At Lincoln Center on Monday Keira Knightley was decked out in a one-shoulder Valentino dress with pleating down the body. Liv Tyler’s black dress with green floral prints went all the way to the floor.
Was it hers? “After tonight it is,” she said with a smile.
In 2013, Hearst began sponsoring an annual event at Alice Tully Hall, with the money going to the Lincoln Center Corporate Fund, which supports resident arts groups on the organization’s Upper West Side campus.
The honor given out is called the Women’s Leadership Award, although so far, it has only gone to dress designers (Karl Lagerfeld in year one, Stella McCartney in year two), a possible indication that the main objective is to bring a whole lot of glittery people under one roof.
Anyway, Ms. Collins looked terrific.“It’s from my favorite department store,” she said of her dress, which came from Selfridges and shined brighter than an oil tycoon’s Cadillac, befitting her image as the queen of “Dynasty.” “I’m not the right shape for a borrowed dress.”
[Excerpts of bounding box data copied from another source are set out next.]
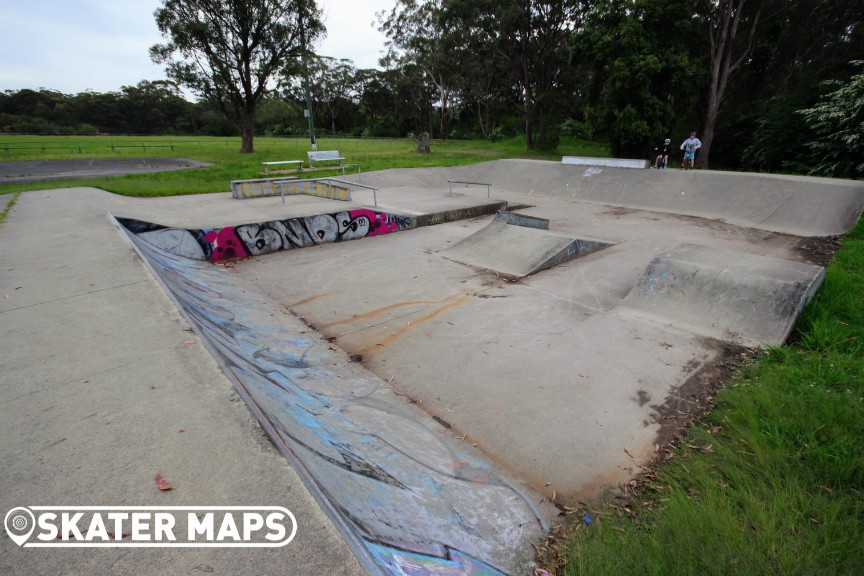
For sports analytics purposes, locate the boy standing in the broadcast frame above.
[681,132,702,170]
[654,138,672,170]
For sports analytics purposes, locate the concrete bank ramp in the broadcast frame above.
[622,244,825,346]
[443,212,611,279]
[364,160,864,237]
[118,217,557,576]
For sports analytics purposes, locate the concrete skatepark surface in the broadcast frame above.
[0,162,864,573]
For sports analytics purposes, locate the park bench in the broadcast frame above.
[307,150,345,168]
[261,160,311,172]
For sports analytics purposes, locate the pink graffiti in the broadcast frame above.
[205,226,249,262]
[348,210,399,236]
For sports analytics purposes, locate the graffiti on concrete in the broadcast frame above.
[115,215,554,576]
[117,209,416,262]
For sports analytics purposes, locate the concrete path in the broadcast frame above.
[0,189,364,576]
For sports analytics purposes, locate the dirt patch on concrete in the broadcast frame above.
[651,338,756,447]
[795,236,843,268]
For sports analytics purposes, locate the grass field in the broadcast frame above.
[0,136,864,576]
[0,135,609,196]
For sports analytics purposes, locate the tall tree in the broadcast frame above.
[150,0,324,152]
[698,0,783,166]
[573,0,705,158]
[378,0,464,139]
[799,60,864,178]
[446,0,591,150]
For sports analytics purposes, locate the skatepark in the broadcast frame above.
[0,160,864,574]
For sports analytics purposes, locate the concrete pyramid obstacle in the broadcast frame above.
[622,244,825,346]
[444,211,611,280]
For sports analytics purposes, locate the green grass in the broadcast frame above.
[0,136,609,196]
[552,220,864,576]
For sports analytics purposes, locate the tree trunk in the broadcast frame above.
[240,109,255,154]
[697,0,762,168]
[417,132,432,154]
[440,89,450,140]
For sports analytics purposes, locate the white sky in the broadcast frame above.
[0,0,395,94]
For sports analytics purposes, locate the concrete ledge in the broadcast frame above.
[623,244,825,346]
[561,156,651,169]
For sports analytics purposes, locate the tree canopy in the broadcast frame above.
[150,0,324,152]
[6,0,864,177]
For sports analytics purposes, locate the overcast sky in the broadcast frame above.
[0,0,395,94]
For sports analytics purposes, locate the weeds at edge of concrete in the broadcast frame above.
[0,192,21,226]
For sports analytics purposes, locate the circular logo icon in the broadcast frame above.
[4,507,36,546]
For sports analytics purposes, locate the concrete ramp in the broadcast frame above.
[364,160,864,237]
[444,212,611,279]
[623,244,825,346]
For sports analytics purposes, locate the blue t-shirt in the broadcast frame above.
[681,136,702,152]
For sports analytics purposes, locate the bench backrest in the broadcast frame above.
[308,150,342,160]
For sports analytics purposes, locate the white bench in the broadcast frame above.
[307,150,345,168]
[261,160,311,172]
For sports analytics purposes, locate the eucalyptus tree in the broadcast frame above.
[573,0,707,158]
[447,0,592,150]
[378,0,466,139]
[282,56,358,134]
[799,60,864,178]
[150,0,324,153]
[698,0,787,166]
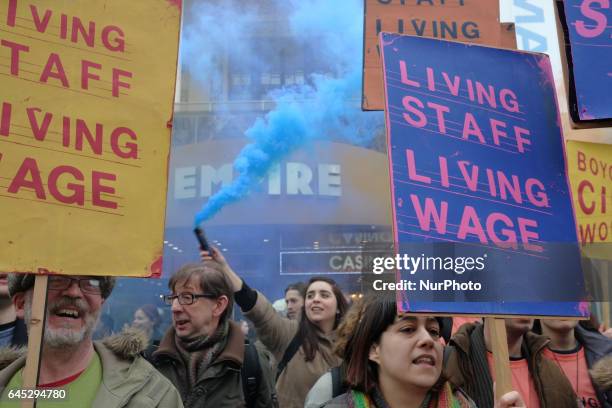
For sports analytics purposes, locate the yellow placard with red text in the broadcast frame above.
[566,140,612,259]
[0,0,181,276]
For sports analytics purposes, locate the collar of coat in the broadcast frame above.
[153,321,244,367]
[450,323,550,356]
[0,328,147,370]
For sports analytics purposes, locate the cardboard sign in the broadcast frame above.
[381,33,584,316]
[557,0,612,125]
[361,0,502,110]
[566,140,612,259]
[0,0,181,276]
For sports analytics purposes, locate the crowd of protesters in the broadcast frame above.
[0,248,612,408]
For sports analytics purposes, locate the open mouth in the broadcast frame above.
[412,354,436,367]
[174,320,189,328]
[53,309,81,319]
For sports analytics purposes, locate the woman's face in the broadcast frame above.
[369,316,443,389]
[132,309,153,331]
[304,281,338,328]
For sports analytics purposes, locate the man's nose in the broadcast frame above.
[171,298,183,312]
[62,280,83,297]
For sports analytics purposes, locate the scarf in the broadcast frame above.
[174,321,229,389]
[347,382,475,408]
Shortly after 7 p.m., guests moved into the theater, where Ms. Bailey and Ms. Knightley spoke in superlatives about the Valentino designers Maria Grazia Chiuri and Pierpaolo Piccioli, who took over the label in 2008, shortly after the retirement of the company’s founder, Valentino Garavani, and have since become darlings of the fashion world.
Then came a short film about the designers, showing shots of majestic Rome, along with Ms. Chiuri and Mr. Piccioli working with their seamstresses, using lots of red and black fabrics, which were cut into fancy Pre-Raphaelite inspired, floor-sweeping gowns.
After a short speech from the designers, saying how honored they were to be recognized at a cultural institution as storied as Lincoln Center, Bruce Willis took the stage to introduce a woman worthy of her own superlatives: Debbie Harry, style icon, sex symbol, cult star, pioneer.
Over the next 20 minutes, she serenaded the crowd with Blondie hits like “The Tide Is High” and “Heart of Glass,” which she performed with a troupe of Juilliard students on cellos and violins as her musicians.
Mr. Piccioli was among the first in the crowd to stand up and start dancing in the aisle. “We grew up with Deborah Harry,” he said afterward, as guests moved out front for a late supper. “It’s so punk rock to have her here in couture.”
He had even made sure to get a selfie with her.
“Of course I did,” he said, whipping out his phone to show it off to a guest. “She’s so cool.”